Nach neuneinhalb Kilometern durch die Innenstadt erreichen wir wieder die Dâmbovița, kreuzen diese und laufen Richtung Parlamentspalast, den wir bei Kilometer 10 erreichen. Die Finisher des 10 Kilometer-Laufs hielten sich links, wir liefen rechts weiter an allen vorbei. Ich hätte lieber nicht nach links geschaut. Da lagen halbe Orangen, da gab es Wasser, Isostar und sonstige Erfrischungen. Der Gedanke, dass wir nun noch 11 Kilometer vor uns hatten, baute mich nicht gerade auf. Aber was war die Alternative? Kleine Etappenziele setzen und weiter ging es.

Wir liefen um die Piața Constituției herum und nun folgte das, was ich noch schlimmer finde als Hitze. Eine scheinbar endlose Straße, die nur eine Richtung zu kennen scheint, nämlich geradeaus. Der Bulevardul Unirii führte uns über vier Spuren über die nächsten dreieinhalb Kilometer bis zur Piața Alba Iulia, einem großen Kreisverkehr, an dem unter anderem das städtische Finanzamt beheimatet war. Ein Lichtblick war die PiațaUnirii, die wir in der Hälfte der Strecke kreuzten. Dies war ein Verkehrsknotenpunkt der Stadt, der allerdings scheinbar nur aus Wasserbecken, den herrlichsten Springbrunnen und sonstigen Wasserspielen bestand. Der Wind stand günstig und wir bekamen die Gischt der Unmengen an Wasser, die hier in die Luft gepumpt wurden, ab. Ein wahrer Traum. Ich freute mich schon auf die Rückkehr.

Zurück in die Lebenswirklichkeit. Ich war ja noch nicht soweit. Jetzt musste ich ja noch von der Piața Alba Iulia die nächsten zweieinhalb Kilometer über den Bulevardul Decebal und Bulevardul Besarabia in Angriff nehmen, bevor der nächste Wendepunkt kam und es wieder zurück Richtung Ziel ging.

Zwischenfazit. Gestartet war ich im 1:45:00-Block. Recht nah vor mir standen die Pacer mit den Fahnen 1:30:00. Diese musste ich logischer Weise schnell ziehen lassen. Lange Zeit konnte ich auch die 1:45:00-Pacer hinter mir lassen. Aber da es der erste richtige Lauf unter sommerlichen Temperaturen war, was ich bis dato noch nicht gewohnt war, näherten sich diese recht schnell und bei Kilometer 13 war es dann soweit. Ein unflätiger Ausdruck musste einfach sein, da ich wusste, jetzt wird es noch schwerer voranzukommen. Das Tempo, was diese Gruppe, die sich um die Pacer versammelt hatte, drauf hatte, war nicht mehr zu erbringen. Zumindest nicht durch mich.

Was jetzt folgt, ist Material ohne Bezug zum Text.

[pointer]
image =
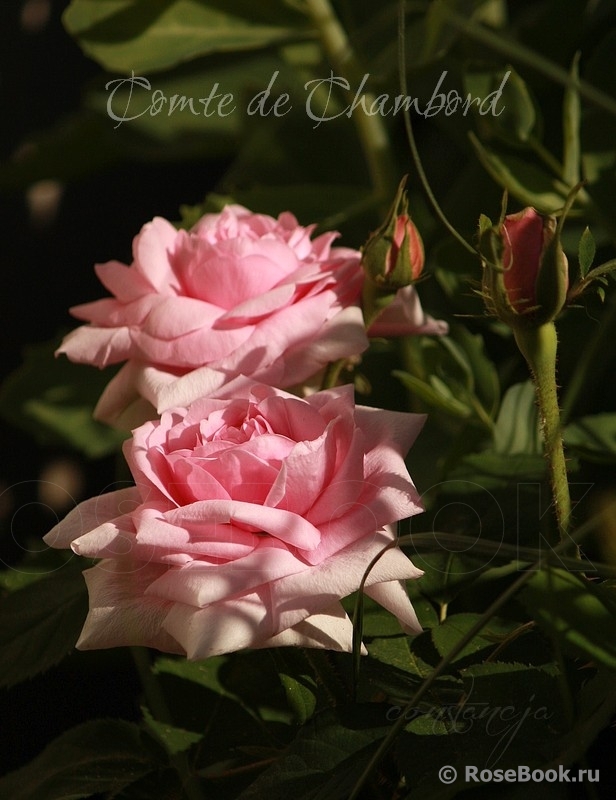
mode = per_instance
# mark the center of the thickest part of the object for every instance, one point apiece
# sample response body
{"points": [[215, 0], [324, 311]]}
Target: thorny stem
{"points": [[371, 130], [444, 663], [411, 136], [539, 347]]}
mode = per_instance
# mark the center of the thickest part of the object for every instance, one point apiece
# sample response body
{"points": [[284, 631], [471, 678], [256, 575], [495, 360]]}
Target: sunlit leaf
{"points": [[40, 624], [580, 615], [148, 35]]}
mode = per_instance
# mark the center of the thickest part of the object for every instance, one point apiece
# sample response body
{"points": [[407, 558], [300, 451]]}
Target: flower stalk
{"points": [[538, 345], [371, 130]]}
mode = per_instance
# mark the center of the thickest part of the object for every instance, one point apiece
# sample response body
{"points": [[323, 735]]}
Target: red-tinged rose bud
{"points": [[393, 256], [525, 271]]}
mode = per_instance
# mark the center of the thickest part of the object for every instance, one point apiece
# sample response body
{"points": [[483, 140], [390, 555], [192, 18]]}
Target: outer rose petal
{"points": [[249, 567], [406, 317], [120, 614], [240, 293]]}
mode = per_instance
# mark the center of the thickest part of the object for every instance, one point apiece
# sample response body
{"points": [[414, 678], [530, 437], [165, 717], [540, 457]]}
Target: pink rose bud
{"points": [[525, 275], [393, 256]]}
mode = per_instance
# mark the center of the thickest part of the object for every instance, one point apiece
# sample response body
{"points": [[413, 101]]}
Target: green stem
{"points": [[410, 135], [444, 663], [539, 347], [157, 704], [371, 130]]}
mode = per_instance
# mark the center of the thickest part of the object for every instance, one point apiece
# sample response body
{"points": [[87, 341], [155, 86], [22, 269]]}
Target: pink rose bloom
{"points": [[240, 293], [251, 519]]}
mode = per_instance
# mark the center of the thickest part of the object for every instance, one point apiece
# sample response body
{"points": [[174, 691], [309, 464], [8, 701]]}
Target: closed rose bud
{"points": [[393, 256], [525, 275]]}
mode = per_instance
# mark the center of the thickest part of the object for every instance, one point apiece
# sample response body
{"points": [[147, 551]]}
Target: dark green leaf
{"points": [[447, 573], [40, 624], [517, 425], [173, 738], [326, 759], [593, 438], [518, 118], [436, 394], [102, 756], [53, 399], [148, 35], [577, 613], [524, 181], [447, 635], [586, 251]]}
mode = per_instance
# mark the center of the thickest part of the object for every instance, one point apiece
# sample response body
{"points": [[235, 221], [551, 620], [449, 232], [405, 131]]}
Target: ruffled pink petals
{"points": [[406, 317], [120, 613], [97, 346], [239, 294], [91, 514]]}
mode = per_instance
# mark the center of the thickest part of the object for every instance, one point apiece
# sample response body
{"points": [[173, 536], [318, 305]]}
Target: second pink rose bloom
{"points": [[238, 294]]}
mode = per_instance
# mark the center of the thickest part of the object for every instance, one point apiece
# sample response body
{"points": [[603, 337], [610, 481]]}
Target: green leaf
{"points": [[326, 759], [328, 205], [485, 375], [446, 635], [518, 118], [593, 438], [297, 681], [437, 395], [102, 756], [577, 613], [501, 716], [447, 574], [524, 181], [500, 467], [517, 425], [605, 269], [53, 399], [40, 624], [147, 35], [586, 251]]}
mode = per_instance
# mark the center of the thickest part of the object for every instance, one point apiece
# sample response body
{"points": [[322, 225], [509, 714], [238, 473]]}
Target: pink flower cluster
{"points": [[255, 511]]}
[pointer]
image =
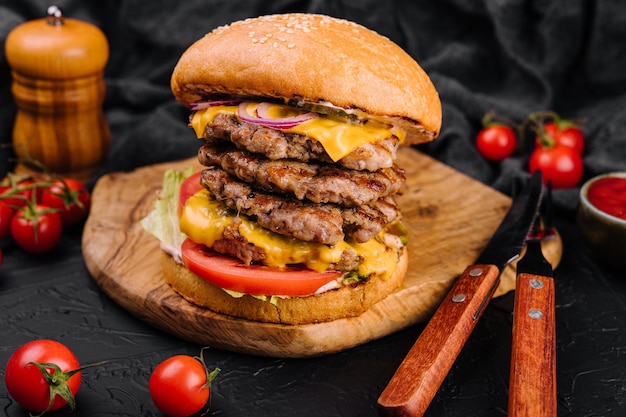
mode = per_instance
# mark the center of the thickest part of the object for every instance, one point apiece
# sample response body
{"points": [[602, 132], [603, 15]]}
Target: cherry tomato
{"points": [[70, 197], [189, 187], [27, 383], [565, 134], [36, 229], [230, 273], [181, 385], [496, 142], [6, 215], [560, 164], [16, 190]]}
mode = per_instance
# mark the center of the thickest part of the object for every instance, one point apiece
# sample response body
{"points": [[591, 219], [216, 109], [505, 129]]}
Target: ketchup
{"points": [[609, 195]]}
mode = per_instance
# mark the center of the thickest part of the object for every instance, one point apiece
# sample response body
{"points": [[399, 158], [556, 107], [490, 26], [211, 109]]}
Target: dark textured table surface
{"points": [[53, 296], [513, 57]]}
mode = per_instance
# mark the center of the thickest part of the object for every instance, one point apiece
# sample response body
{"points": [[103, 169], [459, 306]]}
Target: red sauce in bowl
{"points": [[609, 195]]}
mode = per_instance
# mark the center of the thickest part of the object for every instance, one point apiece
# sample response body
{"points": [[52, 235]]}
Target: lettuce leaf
{"points": [[162, 221]]}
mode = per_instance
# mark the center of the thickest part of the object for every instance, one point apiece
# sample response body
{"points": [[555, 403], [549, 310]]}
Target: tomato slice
{"points": [[189, 187], [230, 273]]}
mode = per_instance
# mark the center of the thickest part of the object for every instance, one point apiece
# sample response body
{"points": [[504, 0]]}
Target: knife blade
{"points": [[532, 381], [421, 373]]}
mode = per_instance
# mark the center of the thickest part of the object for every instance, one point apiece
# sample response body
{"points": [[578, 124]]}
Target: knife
{"points": [[421, 373], [532, 382]]}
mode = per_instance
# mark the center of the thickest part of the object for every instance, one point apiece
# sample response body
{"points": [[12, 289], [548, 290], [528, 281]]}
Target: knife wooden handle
{"points": [[423, 370], [532, 383]]}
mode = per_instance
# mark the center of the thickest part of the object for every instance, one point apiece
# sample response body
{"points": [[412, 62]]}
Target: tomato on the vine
{"points": [[181, 385], [562, 133], [70, 197], [36, 228], [43, 375], [496, 142], [561, 165]]}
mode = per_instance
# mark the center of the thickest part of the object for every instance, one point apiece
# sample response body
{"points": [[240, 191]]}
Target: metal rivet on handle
{"points": [[476, 272], [459, 298]]}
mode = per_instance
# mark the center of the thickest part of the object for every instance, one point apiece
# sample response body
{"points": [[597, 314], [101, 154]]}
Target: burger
{"points": [[293, 218]]}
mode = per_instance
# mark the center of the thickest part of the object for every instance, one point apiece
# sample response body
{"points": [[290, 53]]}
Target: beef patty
{"points": [[323, 223], [275, 144], [318, 182]]}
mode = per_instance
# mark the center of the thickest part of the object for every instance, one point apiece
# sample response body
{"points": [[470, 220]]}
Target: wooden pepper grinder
{"points": [[57, 65]]}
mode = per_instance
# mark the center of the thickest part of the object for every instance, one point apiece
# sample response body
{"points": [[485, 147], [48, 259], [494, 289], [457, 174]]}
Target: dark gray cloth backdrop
{"points": [[509, 56]]}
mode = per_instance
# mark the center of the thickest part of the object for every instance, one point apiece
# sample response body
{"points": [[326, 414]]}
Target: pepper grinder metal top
{"points": [[57, 65]]}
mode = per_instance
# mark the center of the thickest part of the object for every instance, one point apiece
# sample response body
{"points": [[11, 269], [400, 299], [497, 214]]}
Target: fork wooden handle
{"points": [[422, 371], [532, 383]]}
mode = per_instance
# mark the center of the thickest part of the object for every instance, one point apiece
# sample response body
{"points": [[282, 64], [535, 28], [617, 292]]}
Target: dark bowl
{"points": [[605, 234]]}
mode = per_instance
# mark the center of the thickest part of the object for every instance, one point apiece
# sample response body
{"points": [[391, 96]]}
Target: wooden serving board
{"points": [[450, 218]]}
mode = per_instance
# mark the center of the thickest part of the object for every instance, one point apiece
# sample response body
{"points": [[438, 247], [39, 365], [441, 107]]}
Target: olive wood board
{"points": [[450, 218]]}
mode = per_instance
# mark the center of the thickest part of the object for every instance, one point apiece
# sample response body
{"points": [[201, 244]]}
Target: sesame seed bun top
{"points": [[313, 58]]}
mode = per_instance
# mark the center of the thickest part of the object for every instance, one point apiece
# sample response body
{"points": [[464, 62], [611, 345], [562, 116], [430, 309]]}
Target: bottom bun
{"points": [[348, 301]]}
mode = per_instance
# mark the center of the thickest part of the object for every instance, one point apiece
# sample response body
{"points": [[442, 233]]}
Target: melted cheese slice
{"points": [[204, 219], [338, 136]]}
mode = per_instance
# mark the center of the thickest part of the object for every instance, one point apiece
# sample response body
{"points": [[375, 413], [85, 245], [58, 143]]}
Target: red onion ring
{"points": [[263, 118], [204, 104]]}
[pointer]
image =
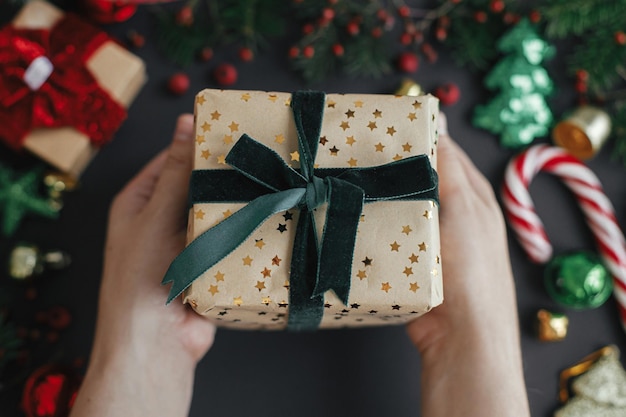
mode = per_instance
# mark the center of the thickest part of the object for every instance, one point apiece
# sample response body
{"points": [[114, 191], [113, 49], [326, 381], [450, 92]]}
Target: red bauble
{"points": [[448, 94], [225, 74], [108, 11], [178, 84], [50, 391], [408, 62]]}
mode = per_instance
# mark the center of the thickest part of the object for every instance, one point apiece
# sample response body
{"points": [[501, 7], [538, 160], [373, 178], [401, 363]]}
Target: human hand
{"points": [[470, 344], [144, 349]]}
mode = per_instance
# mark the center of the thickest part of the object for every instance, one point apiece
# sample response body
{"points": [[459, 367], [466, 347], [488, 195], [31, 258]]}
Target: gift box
{"points": [[334, 202], [64, 86]]}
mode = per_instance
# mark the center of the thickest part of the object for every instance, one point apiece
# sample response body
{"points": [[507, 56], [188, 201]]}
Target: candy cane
{"points": [[598, 210]]}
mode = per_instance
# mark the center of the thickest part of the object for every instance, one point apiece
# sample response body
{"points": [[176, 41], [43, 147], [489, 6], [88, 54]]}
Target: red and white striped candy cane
{"points": [[598, 210]]}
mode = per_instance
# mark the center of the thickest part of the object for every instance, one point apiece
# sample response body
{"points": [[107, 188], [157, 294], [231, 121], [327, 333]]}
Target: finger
{"points": [[170, 194], [136, 194]]}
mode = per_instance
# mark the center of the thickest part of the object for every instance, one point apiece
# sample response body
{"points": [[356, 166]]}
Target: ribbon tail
{"points": [[217, 242], [345, 205]]}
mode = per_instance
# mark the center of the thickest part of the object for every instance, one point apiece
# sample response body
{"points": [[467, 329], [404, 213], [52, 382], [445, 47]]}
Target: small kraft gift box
{"points": [[64, 86], [311, 210]]}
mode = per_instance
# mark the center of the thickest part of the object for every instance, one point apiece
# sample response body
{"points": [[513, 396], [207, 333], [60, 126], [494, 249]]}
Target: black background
{"points": [[366, 372]]}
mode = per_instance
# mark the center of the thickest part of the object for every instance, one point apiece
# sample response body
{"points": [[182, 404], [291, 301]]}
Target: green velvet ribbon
{"points": [[264, 180]]}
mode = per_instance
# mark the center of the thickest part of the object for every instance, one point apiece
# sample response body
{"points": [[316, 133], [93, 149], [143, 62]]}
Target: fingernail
{"points": [[443, 124], [184, 128]]}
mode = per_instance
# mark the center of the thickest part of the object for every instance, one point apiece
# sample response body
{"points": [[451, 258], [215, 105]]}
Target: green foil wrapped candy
{"points": [[579, 280]]}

Nach dem Wendepunkt ging es die nächsten vier Kilometer wieder zurück Richtung Piața Unirii. Hier nahm ich wieder eine wasserdusche mit, dann folgten die letzten zwei Kilometer bis zum Parlamentspalast. Auf diesen letzten insgesamt fünfeinhalb Kilometern konnte man auch gut erahnen, welche Dimensionen der Palast hatte. Scheinbar nicht mehr weit bis ins Ziel, baute sich dieser wie ein Monstrum vor uns auf. Die Strecke nahm aber kein Ende und das Gebäude wurde immer größer und überragte alles drum herum.

Auf den letzten zwei Kilometern holten mich dann auch noch die 1:50:00-Pacer ein. Das war dann doch zu viel für mich. Jetzt packte es mich und ich musste noch mal durchstarten. Letztes Ziel und sei es nur für die Ehre, vor den Pacern über die Linie laufen. Das gelang dann auch prima und recht deutlich.

Nach 1:51:18 Stunden erreichte ich die halben Orangen und das Wasser am Parlamentspalast. Die Medaille war in diesem Moment nicht wichtig. Erst mal trinken und ankommen. Mit meiner Zeit erreichte ich Gesamtplatz 574 von 2.377 Finishern, in der Altersklasse Platz 108 (310) und bei den Männern Platz 525 (1.817).

25 Grad zeigte das Thermometer. Kein Wind, gefühlt also noch wärmer. Ich war zufrieden. Das eigentliche Ziel nicht erreicht, aber bei den Temperaturen dann doch noch ein respektables Ergebnis erzielt. Der Sommer war angekommen. Jetzt hieß es lernen, damit umzugehen.

Nach dem Lauf hatte ich nicht mehr allzu viel Zeit. Ich bunkerte noch ein paar Getränkeflaschen und brach dann auf Richtung Hostel, welches nicht weit von der Sport-Expo entfernt lag. Duschen, packen und auschecken. Das musste alles bis 12 Uhr erledigt sein. Es war zu schaffen. Im Unirii-Park suchte ich Schatten und las noch ein wenig bevor es dann wieder zurück Richtung Flughafen ging.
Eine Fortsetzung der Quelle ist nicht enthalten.